Master of Science in Biomedical Sciences

First Advisor

Lindon Young, PhD

Second Advisor

Robert Barsotti, PhD

Third Advisor

Cathy Hatcher, PhD


Protein kinase C epsilon (PKCε) activation is a central mediator of the cardioprotection conferred by myocardial ischemic preconditioning (IPC). PKCε activation via PKCε peptide activator (PKCε+, HDAPIGYD) prior to ischemia is a pharmacologic mimic of IPC. However, native PKCε+ requires the use of cell permeabilization methods, such as conjugation to known carrier peptides, for effective intracellular targeting to mitigate cardiac damage. Our study compares PKCε+ conjugated to either myristic acid (Myr- PKCε+) or transactivating (TAT) carrier peptide (YGRKKRRQRRR-CC- PKCε+) with native PKCε+ pretreatment and untreated control I/R hearts to evaluate the efficacy of these cell permeable peptide analogs in attenuating contractile dysfunction and infarct size after MI (30min)/R (90min).

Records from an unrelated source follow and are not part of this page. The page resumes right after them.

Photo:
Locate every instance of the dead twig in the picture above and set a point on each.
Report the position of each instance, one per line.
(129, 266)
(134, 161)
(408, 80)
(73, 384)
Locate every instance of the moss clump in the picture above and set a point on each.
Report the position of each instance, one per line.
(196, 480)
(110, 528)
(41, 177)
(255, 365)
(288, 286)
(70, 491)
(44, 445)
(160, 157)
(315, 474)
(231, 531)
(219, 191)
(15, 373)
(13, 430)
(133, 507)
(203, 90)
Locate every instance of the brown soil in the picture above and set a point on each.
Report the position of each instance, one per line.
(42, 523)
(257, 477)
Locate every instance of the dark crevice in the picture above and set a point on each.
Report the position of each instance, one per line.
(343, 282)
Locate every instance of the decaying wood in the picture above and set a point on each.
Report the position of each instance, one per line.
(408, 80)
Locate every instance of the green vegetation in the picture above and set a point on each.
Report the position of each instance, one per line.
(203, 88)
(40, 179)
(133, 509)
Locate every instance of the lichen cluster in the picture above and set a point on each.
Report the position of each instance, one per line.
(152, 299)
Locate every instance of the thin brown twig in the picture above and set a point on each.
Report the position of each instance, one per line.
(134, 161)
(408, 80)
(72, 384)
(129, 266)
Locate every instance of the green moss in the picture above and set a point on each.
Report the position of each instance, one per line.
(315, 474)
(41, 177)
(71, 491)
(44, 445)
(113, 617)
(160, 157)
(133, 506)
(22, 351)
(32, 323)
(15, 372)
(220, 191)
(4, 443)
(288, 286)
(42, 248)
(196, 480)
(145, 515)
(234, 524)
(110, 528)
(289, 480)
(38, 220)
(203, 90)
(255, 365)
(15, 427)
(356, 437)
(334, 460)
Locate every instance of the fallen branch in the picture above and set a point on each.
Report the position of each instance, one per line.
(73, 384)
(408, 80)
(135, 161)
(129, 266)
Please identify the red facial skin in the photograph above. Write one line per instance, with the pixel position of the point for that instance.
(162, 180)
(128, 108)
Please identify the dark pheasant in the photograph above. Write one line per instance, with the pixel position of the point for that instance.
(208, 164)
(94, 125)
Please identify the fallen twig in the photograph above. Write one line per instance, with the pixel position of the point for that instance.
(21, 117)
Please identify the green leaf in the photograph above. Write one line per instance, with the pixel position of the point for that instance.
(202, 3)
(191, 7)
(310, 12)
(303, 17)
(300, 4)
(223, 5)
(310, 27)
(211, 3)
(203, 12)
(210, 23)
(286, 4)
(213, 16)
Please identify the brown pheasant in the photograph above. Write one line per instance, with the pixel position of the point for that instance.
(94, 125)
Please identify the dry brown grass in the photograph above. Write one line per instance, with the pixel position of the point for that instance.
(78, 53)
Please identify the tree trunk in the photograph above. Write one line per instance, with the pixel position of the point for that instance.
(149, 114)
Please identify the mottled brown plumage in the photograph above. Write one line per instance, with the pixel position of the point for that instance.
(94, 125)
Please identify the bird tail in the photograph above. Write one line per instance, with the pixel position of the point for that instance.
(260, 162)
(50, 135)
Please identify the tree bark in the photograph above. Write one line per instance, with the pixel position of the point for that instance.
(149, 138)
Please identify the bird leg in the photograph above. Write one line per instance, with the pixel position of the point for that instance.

Infarct size was assessed by 1% triphenyltetrazolium chloride staining of heart tissue, which was evaluated using NIH ImageJ software pixel analysis and weight dissection analysis. ImageJ pixel analysis showed significantly reduced infarct size in the Myr-PKCε+ (29±1%, p<0.05) and TAT-PKCε+ (25±2%, p<0.01) pretreated hearts compared to native PKCε+ pretreated (34±2%) and control I/R hearts (35±2%). By contrast, only TAT-PKCε+ pretreated hearts (26±2%, p<0.01) exhibited significant difference from native PKCε+ pretreated hearts (35±2%) and control hearts (36±2%) when evaluated via weight dissection. Despite significant improvement in infarct size, there was no significant improvement in post-perfused cardiac function across all groups. These results indicate that PKCε+ conjugation to either Myr or TAT significantly improved its efficaciousness in attenuating infarct size when given before ischemia. Further, this improvement was independent of cardiac function. These results suggest that Myr- or TAT-conjugated PKCε+ may be an effective treatment to attenuate cell death in coronary bypass or organ transplantation settings.